Questo, beninteso, accade largamente già da tempo anche in Italia, sotto forma di «decentramento» di servizi logistici, di pulizia, di vigilanza, di data-entry (caricamento informatico di dati) e simili; ma lo si deve mascherare come appalto di servizi, perché altrimenti una legge ai quarant’anni fa lo vieterebbe.
Il fatto è che spiegare a decine di milioni di persone che cosa è lo staff leasing l’innovazione profonda che esso comporta nell’impianto del nostro diritto del lavoro, è pressoché impossibile. È invece enormemente più facile mobilitare decine di milioni di persone con lo slogan «no ai licenziamenti»: poco importa che i licenziamenti siano davvero minacciati oppure no. In realtà, quella dei licenziamenti, di cui si è discusso in questi mesi nelle piazze e alla televisione, non è una riforma reale, ma una riforma virtuale, esistente soltanto nel mondo della comunicazione di massa. Ed è accaduto, curiosamente che su questo terreno tutto virtuale Berlusconi, il re dei mass-media, sia stato battuto da Cofferati con uno slogan, mentre su di un altro aspetto del diritto del lavoro sta compiendosi una riforma reale e profonda senza che, almeno finora, il movimento sindacale apparentemente se ne sia accorto.

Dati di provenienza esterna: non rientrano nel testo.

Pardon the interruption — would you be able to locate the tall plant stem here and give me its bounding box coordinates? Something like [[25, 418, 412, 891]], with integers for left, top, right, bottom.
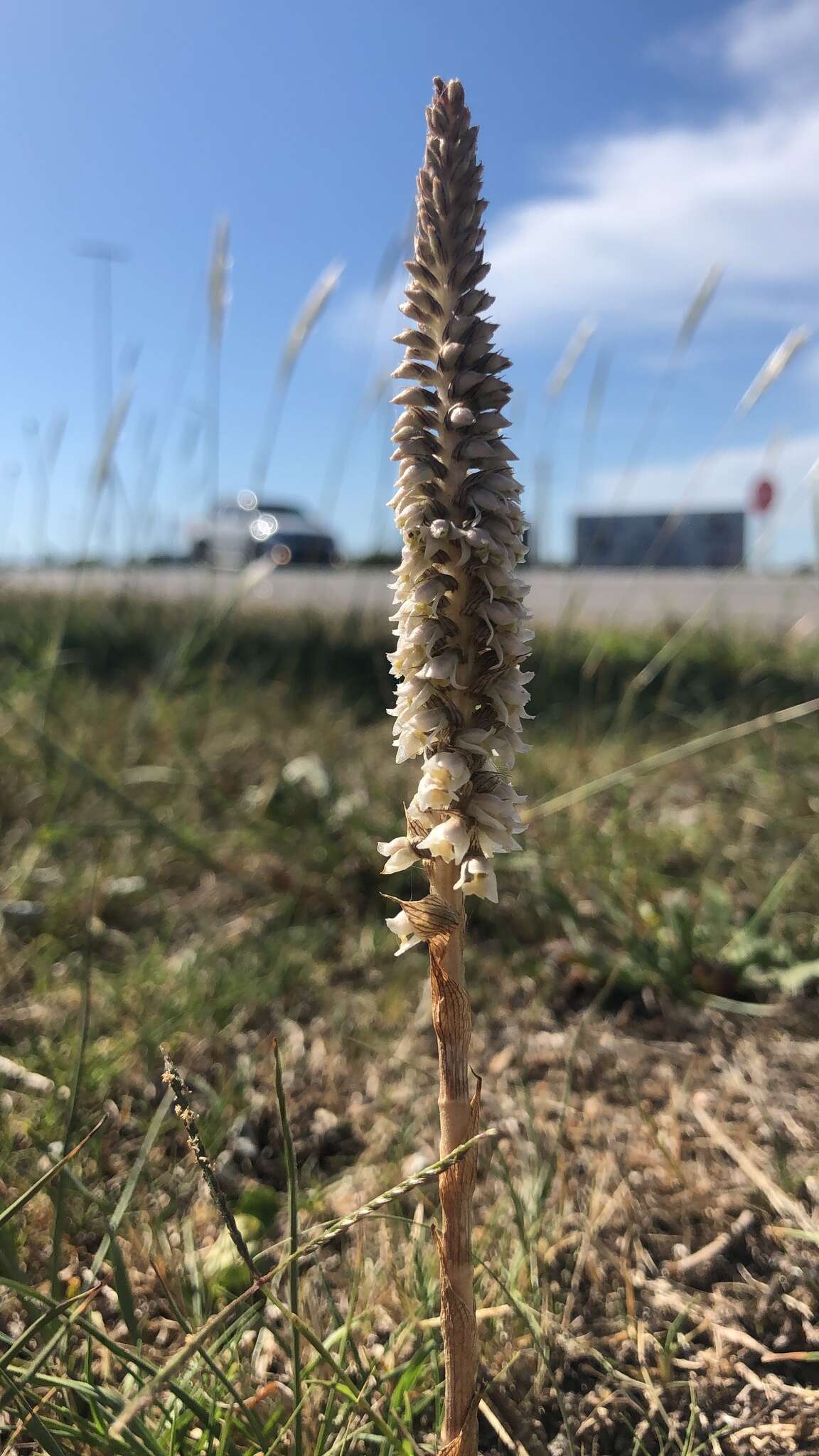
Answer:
[[429, 859, 481, 1456]]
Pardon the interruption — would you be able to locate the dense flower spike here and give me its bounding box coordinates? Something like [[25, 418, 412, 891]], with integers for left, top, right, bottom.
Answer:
[[379, 79, 532, 949]]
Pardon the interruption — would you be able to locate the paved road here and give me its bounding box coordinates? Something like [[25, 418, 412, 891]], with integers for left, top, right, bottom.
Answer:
[[0, 567, 819, 636]]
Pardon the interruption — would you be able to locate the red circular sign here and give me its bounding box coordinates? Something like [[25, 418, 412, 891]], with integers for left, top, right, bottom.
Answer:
[[751, 481, 777, 513]]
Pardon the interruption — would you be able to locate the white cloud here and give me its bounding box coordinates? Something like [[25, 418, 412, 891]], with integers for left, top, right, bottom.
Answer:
[[490, 0, 819, 331], [722, 0, 819, 92]]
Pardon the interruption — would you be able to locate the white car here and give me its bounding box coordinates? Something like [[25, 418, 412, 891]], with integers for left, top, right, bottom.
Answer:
[[189, 491, 341, 569]]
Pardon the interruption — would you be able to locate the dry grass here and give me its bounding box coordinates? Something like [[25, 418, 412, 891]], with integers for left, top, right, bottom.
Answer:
[[0, 602, 819, 1456]]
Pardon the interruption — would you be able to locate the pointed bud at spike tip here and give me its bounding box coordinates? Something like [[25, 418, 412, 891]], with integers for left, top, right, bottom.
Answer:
[[379, 75, 530, 1456]]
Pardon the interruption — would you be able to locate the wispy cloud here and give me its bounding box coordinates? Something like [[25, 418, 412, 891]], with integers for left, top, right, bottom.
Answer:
[[491, 0, 819, 329]]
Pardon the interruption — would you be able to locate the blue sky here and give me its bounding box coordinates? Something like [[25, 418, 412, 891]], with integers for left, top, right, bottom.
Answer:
[[0, 0, 819, 559]]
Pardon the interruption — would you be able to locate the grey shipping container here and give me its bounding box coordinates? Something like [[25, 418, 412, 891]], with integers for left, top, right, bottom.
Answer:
[[574, 511, 744, 571]]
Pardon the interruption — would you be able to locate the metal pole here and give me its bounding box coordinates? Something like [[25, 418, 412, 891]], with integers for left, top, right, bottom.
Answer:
[[76, 242, 128, 546]]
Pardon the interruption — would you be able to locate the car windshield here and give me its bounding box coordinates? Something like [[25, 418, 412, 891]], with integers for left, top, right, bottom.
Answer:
[[257, 501, 304, 521]]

PS. Ieri su la Repubblica Eugenio Scalfari accennava alle nuove norme sulle agenzie di collocamento, di lavoro temporaneo e di staff leasing, qualificando riassuntivamente le agenzie stesse come «il volto moderno del caporalato». Ancora uno slogan. Ma le agenzie private di collocamento e di lavoro temporaneo sono state introdotte in Italia dal centrosinistra, con il «pacchetto Treu» del 1997, preventivamente approvato da Cgil, Cisl e Uil nel dicembre 1996: tutti attentatori ai sacrosanti diritti del lavoro?